Classification and Flow Architecture

The Data Classification content analysis and data processing is performed by the Data Access Security Data Classification Deploy-Anywhere collectors. These collectors are based on specialized virtual appliances that are deployed in customer environments', data centers, or private virtual cloud, to ensure data is processes on customer site.

The Data Access Security central Data Classification engine identifies data locations eligible for scanning and sends directions to the specialized data collectors in the customer's environment.

The collectors then travers the data location to be scanned; read, process and analyzed the content of the scanned files; classify and categorize their content based on the relevant classification policies and rules, and send metadata-only results back to the central classification engine and their Data Access Security tenant.

Data Classification Content Analysis Process

The Data Classification Content Analysis Process is comprised of several steps that can execute concurrently and independently. These include:

  • Classification Policy Management and Evaluation
  • Running a Data Classification Content Analysis Task
  • Querying and Retrieving Results

Classification Policy Management and Evaluation

Data Access Security includes a variety of preset packaged classification policies and content classification rules. Additional rules and policies can be created and existing ones can be adjusted and customized at any point through the Data Access Security web user interface.
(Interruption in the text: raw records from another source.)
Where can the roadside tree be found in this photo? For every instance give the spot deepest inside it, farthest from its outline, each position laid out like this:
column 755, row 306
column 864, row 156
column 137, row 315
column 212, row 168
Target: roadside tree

Once a Data Classification Content Analysis tasks is issued for a specific application, the Data Classification engine leverages the most recent policy definition applicable to the scanned application. The relevant policy definition will persist through the duration of the content analysis and classification task. Any changes made to the policy definition after the content classification task has been started will not be reflected in the current classification process.

Note

Changes to classification policies will trigger a complete re-scan and analysis of the application data content in the subsequent data classification task.
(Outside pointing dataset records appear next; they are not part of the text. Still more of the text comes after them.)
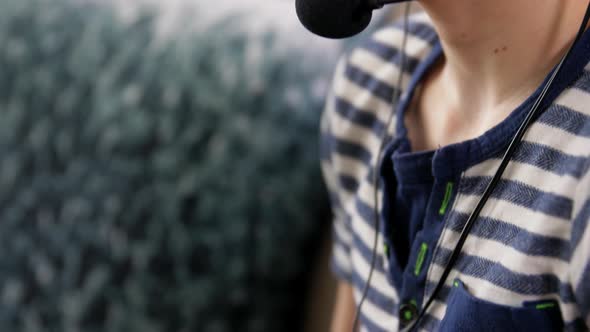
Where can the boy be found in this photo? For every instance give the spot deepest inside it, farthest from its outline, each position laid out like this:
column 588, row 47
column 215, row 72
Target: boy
column 472, row 71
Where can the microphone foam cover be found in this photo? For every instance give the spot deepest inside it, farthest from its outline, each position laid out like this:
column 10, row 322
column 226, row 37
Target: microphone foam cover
column 333, row 18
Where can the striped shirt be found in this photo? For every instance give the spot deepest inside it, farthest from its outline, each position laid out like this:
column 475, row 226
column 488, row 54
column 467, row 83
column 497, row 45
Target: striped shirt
column 528, row 254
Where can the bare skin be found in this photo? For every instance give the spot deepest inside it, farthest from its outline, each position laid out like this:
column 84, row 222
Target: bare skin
column 496, row 54
column 494, row 58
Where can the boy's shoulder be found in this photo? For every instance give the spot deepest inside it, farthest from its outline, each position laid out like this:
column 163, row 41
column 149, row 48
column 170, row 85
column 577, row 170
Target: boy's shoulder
column 367, row 75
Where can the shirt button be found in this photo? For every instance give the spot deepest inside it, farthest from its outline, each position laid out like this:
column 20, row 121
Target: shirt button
column 408, row 313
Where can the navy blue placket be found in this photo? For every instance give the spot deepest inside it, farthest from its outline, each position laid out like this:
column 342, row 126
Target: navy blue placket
column 409, row 259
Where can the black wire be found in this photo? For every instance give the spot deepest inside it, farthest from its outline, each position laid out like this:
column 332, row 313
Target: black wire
column 375, row 179
column 535, row 109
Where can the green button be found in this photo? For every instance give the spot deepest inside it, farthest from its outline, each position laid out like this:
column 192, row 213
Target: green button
column 408, row 312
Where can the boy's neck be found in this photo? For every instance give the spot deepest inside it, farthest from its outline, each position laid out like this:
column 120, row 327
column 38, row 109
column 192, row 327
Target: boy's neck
column 497, row 52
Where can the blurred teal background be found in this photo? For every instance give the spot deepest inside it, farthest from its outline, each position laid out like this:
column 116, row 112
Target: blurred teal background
column 158, row 165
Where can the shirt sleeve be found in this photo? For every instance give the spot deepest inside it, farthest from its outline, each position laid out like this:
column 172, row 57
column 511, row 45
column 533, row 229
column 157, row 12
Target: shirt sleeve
column 341, row 231
column 580, row 258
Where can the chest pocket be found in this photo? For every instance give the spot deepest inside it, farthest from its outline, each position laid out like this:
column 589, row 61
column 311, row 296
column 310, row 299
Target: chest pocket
column 468, row 313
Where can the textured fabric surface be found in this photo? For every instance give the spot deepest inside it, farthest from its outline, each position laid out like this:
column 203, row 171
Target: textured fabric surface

Data Classification Content Analysis Flow

  1. The Data Access Security classification Engine identifies data assets and locations to be analyzed and classified. A data asset (Business Resource) will be selected for classification when the following conditions are met:
    1. This is the first time the data asset is being analyzed and classified
    2. The data asset has been updated or modified since the last time it was classified (changes are evaluated based on the Business Resource Last Modified Date attribute)
    3. The Business Resource is included in the Classification Scope of the scanned application
    4. There is at least one classification policy configured to include the scanned application in its classification policy scope
    5. The Business Resource is not excluded from classification due to the de-duplication mechanism (see below)
    6. If any changes were made to the classification policies, all Business Resources in scope will be queued for re-scan, analysis, and classification
  2. The Central Classification Engine sends the information about data assets and locations to be scanned to the Classification Collectors.
  3. The collectors retrieves the list of files to be scanned and analyzed in each business resource.
  4. The Data Classification Data Collectors reads the content and metadata of each file.
  5. The Data Classification Data Collectors evaluates the content of the files based on the classification policies and rules, classifies and categorizes the data content, and sends the metadata results of the classification to the Central Classification Engine to inform the customer tenant.

Data Classification Deduplication Scan

In various storage solutions and file share applications, it is possible for multiple access paths or share paths to point to the same physical location and data content.

To minimize the running time of the Data Classification task, these duplicate access paths are identified and shared data is scanned only once.

To maintain ease of use and user readability, when a user reviews the classification results through reports, insights, or the Data Classification Forensics page, classification results will reflect all access paths including duplicate access and share paths.